By Yukio Strachan     Jan 21, 2012 in Politics
Within the first moments of the GOP debate in South Carolina, Republican presidential contender Newt Gingrich stole the spotlight, turning a question about allegations by his ex-wife into a scathing attack on the media.
Gingrich's campaign got a boost on Thursday when CNN's John King opened the debate in Charleston, South Carolina by asking Gingrich to comment about allegations made by his second ex-wife, Marianne, who told ABC News that he had sought an “open marriage" as an alternative to divorce, CNN reported.
"Would you like to take some time to respond to that?"
"No," Gingrich paused. "But I will."
The audience roared with thunderous applause.
“I think the destructive, vicious, negative nature of much of the news media makes it harder to govern this country, harder to attract decent people to run for public office,” he seethed. “And I am appalled that you would begin a presidential debate on a topic like that.”
Rising to their feet, the audience whistled and clapped as Gingrich appeared to take it all in.
Just hours before Thursday's final debate two days ahead of South Carolina's primary vote, ABC News released teasers with Marianne Gingrich in her first televised interview since her split from Gingrich in 1999, alleging that he informed her he was having an affair with Congressional aide, Callista Bisek, whom he married in 2000.
Marianne Gingrich also alleged Newt wanted an open marriage where he and Marianne would remain married but he would also keep Callista as a mistress.
"And I just stared at him and he said, 'Callista doesn't care what I do,'" Marianne Gingrich told ABC News' Brian Ross. "He wanted an open marriage and I refused."
Gingrich responded directly to his ex-wife’s allegations in the debate. “The story is false,” he said.
King told Gingrich that the allegations “did not come from our network.”
Emboldened, Gingrich scolded King on personal responsibility: “John, John it was repeated by your network.

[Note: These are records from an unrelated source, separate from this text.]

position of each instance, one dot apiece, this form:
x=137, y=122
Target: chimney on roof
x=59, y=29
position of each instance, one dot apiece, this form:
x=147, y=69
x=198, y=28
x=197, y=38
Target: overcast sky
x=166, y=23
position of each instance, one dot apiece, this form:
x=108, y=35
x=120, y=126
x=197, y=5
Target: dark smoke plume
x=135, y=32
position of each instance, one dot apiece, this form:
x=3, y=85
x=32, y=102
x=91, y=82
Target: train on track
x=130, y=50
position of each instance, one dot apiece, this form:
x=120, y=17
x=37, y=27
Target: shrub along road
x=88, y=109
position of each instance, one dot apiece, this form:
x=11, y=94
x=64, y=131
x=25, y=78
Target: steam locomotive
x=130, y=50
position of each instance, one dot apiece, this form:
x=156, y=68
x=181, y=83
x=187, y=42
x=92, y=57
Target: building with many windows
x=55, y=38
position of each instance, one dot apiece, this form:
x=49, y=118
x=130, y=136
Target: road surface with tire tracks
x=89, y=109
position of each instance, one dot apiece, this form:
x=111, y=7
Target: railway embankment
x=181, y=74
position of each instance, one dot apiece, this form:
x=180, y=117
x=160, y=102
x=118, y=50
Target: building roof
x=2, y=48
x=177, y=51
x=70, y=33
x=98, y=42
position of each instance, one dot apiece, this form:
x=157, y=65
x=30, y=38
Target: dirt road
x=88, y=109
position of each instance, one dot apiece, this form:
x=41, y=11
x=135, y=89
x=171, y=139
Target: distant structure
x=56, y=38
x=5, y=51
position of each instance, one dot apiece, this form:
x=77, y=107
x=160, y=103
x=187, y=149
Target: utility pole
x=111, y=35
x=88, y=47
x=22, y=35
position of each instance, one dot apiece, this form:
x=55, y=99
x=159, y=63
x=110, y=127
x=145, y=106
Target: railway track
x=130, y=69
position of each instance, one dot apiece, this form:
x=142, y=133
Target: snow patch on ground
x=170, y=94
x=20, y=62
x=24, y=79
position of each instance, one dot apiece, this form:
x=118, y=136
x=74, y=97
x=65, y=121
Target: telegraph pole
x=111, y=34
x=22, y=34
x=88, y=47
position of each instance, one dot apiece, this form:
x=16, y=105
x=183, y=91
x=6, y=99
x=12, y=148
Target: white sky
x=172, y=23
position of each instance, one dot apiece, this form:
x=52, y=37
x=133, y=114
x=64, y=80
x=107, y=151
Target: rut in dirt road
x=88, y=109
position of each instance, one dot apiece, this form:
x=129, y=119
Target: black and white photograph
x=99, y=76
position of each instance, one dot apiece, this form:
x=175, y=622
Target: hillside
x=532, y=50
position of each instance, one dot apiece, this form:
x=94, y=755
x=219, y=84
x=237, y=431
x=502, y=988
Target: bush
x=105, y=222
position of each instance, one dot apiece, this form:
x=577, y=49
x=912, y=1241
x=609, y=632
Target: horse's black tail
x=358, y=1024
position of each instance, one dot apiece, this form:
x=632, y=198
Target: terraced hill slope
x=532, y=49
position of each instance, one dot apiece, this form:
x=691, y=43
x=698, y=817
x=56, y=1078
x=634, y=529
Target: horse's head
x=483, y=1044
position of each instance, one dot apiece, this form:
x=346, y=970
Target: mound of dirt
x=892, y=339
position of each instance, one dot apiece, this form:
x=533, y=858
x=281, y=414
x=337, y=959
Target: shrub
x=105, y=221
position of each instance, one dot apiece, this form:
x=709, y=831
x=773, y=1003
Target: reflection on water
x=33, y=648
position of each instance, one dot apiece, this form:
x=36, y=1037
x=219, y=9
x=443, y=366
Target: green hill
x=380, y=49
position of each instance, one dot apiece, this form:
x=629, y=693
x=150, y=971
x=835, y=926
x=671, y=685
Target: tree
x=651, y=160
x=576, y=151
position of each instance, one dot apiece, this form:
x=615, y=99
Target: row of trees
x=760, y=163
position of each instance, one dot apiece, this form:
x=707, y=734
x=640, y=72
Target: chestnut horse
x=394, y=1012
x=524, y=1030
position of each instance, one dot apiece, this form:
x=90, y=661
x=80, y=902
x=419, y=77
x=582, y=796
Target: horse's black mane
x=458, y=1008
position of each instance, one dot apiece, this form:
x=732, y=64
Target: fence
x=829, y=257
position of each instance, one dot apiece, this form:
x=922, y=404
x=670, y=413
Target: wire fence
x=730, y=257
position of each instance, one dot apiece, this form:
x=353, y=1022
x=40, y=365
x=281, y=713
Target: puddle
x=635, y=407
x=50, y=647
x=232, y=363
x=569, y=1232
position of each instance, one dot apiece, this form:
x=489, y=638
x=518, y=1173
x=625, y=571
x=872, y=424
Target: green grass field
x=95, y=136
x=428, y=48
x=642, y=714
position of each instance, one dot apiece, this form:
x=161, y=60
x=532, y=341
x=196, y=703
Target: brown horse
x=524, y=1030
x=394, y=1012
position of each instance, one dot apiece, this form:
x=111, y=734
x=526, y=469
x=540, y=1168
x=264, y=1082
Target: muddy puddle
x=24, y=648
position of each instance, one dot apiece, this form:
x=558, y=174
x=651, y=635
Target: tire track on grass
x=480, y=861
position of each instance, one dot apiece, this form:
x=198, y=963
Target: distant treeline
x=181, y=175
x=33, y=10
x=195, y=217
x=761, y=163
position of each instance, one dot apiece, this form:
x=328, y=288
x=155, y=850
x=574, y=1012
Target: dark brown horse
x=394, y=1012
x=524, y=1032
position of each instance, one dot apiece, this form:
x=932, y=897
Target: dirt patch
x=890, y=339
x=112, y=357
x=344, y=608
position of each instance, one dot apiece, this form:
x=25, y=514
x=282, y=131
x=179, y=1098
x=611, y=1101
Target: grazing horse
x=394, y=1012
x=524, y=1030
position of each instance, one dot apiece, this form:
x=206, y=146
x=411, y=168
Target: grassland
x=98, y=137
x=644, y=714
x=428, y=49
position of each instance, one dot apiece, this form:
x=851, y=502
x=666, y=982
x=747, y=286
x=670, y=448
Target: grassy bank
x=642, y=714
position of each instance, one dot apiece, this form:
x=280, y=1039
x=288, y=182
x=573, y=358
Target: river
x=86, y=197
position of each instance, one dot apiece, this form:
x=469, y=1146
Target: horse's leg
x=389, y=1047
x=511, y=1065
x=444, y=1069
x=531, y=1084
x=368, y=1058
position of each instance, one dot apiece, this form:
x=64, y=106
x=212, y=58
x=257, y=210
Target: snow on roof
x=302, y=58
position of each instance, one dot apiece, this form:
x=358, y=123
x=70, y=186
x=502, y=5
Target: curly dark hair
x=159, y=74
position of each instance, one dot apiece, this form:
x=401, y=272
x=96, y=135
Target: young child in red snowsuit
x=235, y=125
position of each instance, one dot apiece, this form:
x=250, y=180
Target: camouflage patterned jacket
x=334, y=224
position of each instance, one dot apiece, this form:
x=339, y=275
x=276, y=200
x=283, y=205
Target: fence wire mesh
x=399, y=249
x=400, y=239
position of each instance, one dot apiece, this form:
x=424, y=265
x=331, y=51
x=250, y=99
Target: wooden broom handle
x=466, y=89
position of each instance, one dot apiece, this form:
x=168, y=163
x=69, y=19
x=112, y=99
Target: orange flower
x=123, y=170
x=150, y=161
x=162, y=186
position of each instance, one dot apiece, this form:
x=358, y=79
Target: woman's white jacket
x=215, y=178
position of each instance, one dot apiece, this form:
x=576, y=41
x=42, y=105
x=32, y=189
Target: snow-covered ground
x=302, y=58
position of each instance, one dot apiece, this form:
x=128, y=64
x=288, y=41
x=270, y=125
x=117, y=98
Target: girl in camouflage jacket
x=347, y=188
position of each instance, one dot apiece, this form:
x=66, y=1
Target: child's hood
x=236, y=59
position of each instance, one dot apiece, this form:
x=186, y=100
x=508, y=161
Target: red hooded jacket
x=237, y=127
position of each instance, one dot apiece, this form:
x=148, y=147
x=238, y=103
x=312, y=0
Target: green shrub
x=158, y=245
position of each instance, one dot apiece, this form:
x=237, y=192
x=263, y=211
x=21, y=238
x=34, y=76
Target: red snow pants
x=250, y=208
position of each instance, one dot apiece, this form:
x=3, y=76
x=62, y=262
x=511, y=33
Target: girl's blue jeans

Don’t try to blame somebody else,” he said. “You and your staff chose to start the debate with it.”
More applause followed. The former House speaker added, “I am tired of the elite media protecting Barack Obama by attacking Republicans,” the Washington Post reported.
Then King transitioned to the other three candidates on the stage, Ron Paul, Mitt Romney and Rick Santorum.
"Speaker Gingrich doesn't believe this is an issue. Governor Perry says this is not an issue," King says. He turns to Santorum, "I just want to start with you, sir, and go down. Do you believe it is?"
Santorum's focused on Christianity and forgiveness and redemption: “This country is a very forgiving country. This country understands that we are all fallen and I'm very hopeful that we will be judged by that standard and not by a higher one on the ultimate day,” he said.
"Governor Romney?"
Romney wasn't going there. "John, let's get on to the real issues is all I've got to say."
King turns to Paul, "Congressman?"
Paul piggybacked on Santorum's comment on standards. “I think setting standards are very important,” he said. “I'm very proud that my wife of 54 years is with me tonight.”